Salads and sautes are not the first things you will think about when you hear the word succulents. In fact, food will be the farthest from your mind. All you’ll probably think about is draining soil, terra cotta pots, pebbles, fertilizers, and propagation. Food is not synonymous with succulents, unfortunately, in this side of the world. But in farther south, where President Donald Trump plans to build his wall, succulent are delicious additions to their dinner fare.
Ever wonder how succulents taste like? Want to try how edible and healthy these are? Here are the top five edible succulents that you can turn into delicious salads, soups, and main courses:
If you have ever looked at an old Western movie and wondered what those ubiquitous plants in the background are called, that’s the Saguaro. But this is more than just a desert decoration. The night-blooming white flowers, which are the state flower of Arizona, produce greenish-pink fruits whose bright red pulp and black seeds have a sweet and nutty flavor. Tribes from Arizona and the Mexican people have used the Saguaro to make sweet jams, syrups, and ceremonial wines.
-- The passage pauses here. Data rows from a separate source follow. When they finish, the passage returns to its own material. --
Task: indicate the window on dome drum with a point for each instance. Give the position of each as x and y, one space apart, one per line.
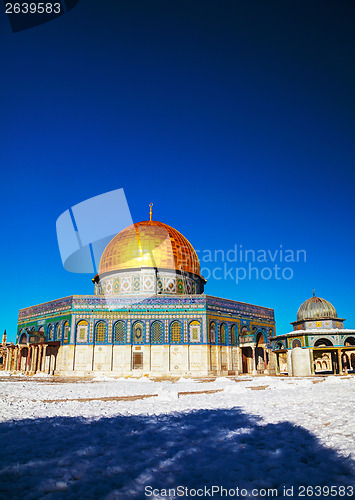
82 331
176 332
118 332
223 333
156 333
233 335
100 332
195 331
66 332
138 331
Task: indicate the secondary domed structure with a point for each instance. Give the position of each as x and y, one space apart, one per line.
316 312
316 308
319 343
149 257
Rich in fiber, vitamin C, and B12, Saguaro can be chopped and turned into salads or biscuits.
Also called the “nopales” in Mexico and the many Mexican restaurants scattered all over the country, the Opuntia has a flavor similar to green beans though with a slightly chewy texture. It produces a fruit called tuna in Mexico but known as the prickly pear stateside, tastes like a mix of bubblegum and watermelon. The flat oval leaves of the Opuntia can be chopped and made into salads, soups, salsa, and tacos while the fruit can be peeled and sliced and eaten raw or juiced.
The leaves are rich in fiber and calcium, and it’s just 23 calories per cup. The fruit is high in vitamin C.
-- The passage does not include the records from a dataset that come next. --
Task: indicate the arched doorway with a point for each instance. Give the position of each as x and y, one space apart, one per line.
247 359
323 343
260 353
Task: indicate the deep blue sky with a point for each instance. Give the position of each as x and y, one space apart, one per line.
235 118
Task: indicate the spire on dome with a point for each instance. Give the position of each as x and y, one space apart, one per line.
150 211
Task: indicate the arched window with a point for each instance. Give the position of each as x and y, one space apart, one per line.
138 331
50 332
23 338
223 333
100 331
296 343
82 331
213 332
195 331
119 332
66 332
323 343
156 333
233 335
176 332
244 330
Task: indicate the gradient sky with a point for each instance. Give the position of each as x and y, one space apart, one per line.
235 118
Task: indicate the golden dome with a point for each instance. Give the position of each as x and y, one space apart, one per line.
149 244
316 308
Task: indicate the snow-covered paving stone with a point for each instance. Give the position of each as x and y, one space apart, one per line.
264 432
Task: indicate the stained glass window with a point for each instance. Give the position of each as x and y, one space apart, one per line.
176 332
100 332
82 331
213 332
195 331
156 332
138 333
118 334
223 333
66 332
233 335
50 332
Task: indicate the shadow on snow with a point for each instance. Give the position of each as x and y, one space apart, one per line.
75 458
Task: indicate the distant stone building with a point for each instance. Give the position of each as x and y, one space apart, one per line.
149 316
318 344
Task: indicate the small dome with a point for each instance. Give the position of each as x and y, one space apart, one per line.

Also known as sedums, Stonecrops have up to 600 species of plants. The leaves have a peppery and mildly bitter flavor that’s perfect for salads and stir-fry. If you want to eat these, make sure to take them in moderation because large quantities can upset the stomach. They are best used for stir-fry. The red-flowering sedum leaves, stems, and tubers are safe to eat raw while the yellow-flowering sedums need to be cooked because of a mild toxicity.
Stonecrops can relieve coughs and can lower blood pressure. It is also known for being applied to burns, cuts, hemorrhoids, and eczema.
4. Sea Beans
Scientifically called the Salicornia, Sea Beans grow on salt marshes and sandy beaches. Over the last years, they have grown popular among gourmet chefs. The flavor is similar to asparagus, so you can either eat it raw or pan-fry it. If you want to mellow out the intense sea salt flavor, you can blanch it in hot water.
Sea Beans are high in protein, iron, calcium, and iodine.
5. Dragon Fruit
Who knew Dragon Fruit came from a cactus? These fruits come from a night-blooming cactus known as the queen of the night. Their appearance may be striking but the flavor is very mild, almost like a bland melon. To eat it, you can scoop out the pulp and turn it into a smoothie or shake.
The Dragon Fruit is low in calories and packs protein, fiber, vitamin C, iron, and calcium.